Reference: Nick Szabo, Transportation, divergence, and the industrial revolution

Archive link—here.

“Metcalfe’s Law states that a value of a network is proportional to the square of the number of its nodes. In an area where good soils, mines, and forests are randomly distributed, the number of nodes valuable to an industrial economy is proportional to the area encompassed. The number of such nodes that can be economically accessed is an inverse square of the cost per mile of transportation. Combine this with Metcalfe’s Law and we reach a dramatic but solid mathematical conclusion: the potential value of land transportation network is the inverse fourth power of the cost of that transportation. A reduction in transport costs in a trade network by a factor of two increases the potential value of that network by a factor of sixteen. While a power of exactly 4.0 will usually be too high, due to redundancies, this does show how the cost of transportation can have a radical nonlinear impact on the value of the trade networks it enables. This formalizes Adam Smith’s observations: the division of labor (and thus value of an economy) increases with the extent of the market, and the extent of the market is heavily influenced by transportation costs (as he extensively discussed in his *Wealth of Nations*).”

“Furthermore, land and sea-borne transportation were far more complements than substitutes. Cheaper land transportation was a ‘force multiplier’ for water transportation. Decreasing the costs of getting to port from field or mine by a factor of two increased the number of fields and mines accessible by a factor of four, and increased the number of possible ways to divide labor, and thus the value, by an even greater factor via Metcalfe’s law. This in turn incentived [incentivized] greater investment in sea-borne transport.”

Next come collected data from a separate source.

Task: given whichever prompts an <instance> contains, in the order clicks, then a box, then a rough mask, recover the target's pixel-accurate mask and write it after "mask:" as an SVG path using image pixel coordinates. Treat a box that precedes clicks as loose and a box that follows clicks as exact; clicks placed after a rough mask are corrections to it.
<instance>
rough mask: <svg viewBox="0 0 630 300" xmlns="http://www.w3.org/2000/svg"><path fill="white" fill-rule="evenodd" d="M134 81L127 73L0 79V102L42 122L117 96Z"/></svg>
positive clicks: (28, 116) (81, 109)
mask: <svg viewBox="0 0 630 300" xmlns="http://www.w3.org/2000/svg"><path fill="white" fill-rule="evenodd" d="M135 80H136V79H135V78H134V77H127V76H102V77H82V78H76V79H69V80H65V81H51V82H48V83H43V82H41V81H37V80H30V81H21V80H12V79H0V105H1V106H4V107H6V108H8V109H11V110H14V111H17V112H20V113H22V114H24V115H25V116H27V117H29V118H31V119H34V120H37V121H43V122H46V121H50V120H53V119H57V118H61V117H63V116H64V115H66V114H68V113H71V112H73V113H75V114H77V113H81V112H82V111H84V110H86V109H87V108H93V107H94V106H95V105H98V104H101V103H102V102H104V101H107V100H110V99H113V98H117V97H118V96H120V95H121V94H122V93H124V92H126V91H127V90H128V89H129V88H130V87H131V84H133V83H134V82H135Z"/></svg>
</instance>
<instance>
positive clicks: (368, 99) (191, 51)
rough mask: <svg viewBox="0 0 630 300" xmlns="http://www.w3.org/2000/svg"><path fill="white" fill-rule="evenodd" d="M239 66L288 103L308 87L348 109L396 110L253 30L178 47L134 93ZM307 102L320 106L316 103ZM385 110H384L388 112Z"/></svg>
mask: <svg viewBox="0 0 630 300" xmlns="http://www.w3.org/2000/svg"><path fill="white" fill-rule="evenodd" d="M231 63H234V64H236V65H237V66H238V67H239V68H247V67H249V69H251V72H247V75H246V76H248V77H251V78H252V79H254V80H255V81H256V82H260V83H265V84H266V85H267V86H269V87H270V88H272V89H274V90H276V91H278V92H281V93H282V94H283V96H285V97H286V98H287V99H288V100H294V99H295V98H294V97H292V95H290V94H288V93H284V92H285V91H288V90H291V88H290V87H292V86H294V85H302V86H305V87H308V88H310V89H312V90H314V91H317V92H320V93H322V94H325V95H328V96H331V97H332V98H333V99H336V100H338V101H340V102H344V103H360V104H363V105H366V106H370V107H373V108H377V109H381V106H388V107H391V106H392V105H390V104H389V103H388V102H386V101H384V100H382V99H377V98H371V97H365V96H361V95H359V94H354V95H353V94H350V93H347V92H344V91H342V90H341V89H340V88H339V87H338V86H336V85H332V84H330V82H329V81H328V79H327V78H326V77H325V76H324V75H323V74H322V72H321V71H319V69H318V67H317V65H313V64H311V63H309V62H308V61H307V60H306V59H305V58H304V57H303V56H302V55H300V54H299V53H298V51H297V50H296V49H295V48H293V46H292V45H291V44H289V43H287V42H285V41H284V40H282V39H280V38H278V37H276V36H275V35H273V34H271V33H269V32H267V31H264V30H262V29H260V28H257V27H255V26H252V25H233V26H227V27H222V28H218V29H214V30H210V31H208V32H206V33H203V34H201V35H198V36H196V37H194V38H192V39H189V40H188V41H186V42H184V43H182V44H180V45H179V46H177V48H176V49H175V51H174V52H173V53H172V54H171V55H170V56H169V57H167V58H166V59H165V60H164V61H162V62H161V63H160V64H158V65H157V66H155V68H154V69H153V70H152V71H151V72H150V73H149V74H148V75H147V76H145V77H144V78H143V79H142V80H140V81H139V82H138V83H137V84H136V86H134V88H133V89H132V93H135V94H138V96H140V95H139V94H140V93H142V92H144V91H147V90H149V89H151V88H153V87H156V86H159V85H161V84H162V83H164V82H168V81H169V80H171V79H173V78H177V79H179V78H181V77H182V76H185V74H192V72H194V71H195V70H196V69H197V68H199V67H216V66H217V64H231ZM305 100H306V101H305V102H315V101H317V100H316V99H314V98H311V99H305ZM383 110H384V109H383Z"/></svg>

“Again roughly speaking, the second phase of industrial growth, after about 1830, was more scientific and far easier to copy than northwestern Europe’s unique biology….When non-European countries industrialized, such as Japan after the 1870s, they did it in a ‘leap-frog’ style: they skipped over the long-evolved improvement in draft animals and went straight to mature steam engines and, soon thereafter, electrical motors. Much as countries installing phone networks for the first time over the last few decades have leap-frogged over the land line era, going straight to cell phones. Starting early in the 20th century industrializing countries could replace all the remaining important functions of the horse with internal combustion engines. England, which made the longest and most thorough use of the horse, and thereby had the transportation economies allowing it to pioneer the industrial revolution, had a less pressing need to use the internal combustion engine and thus lagged enough in that technology so that second-generation industrializers like Japan, Germany, and the United States became leaders in internal combustion engine products.”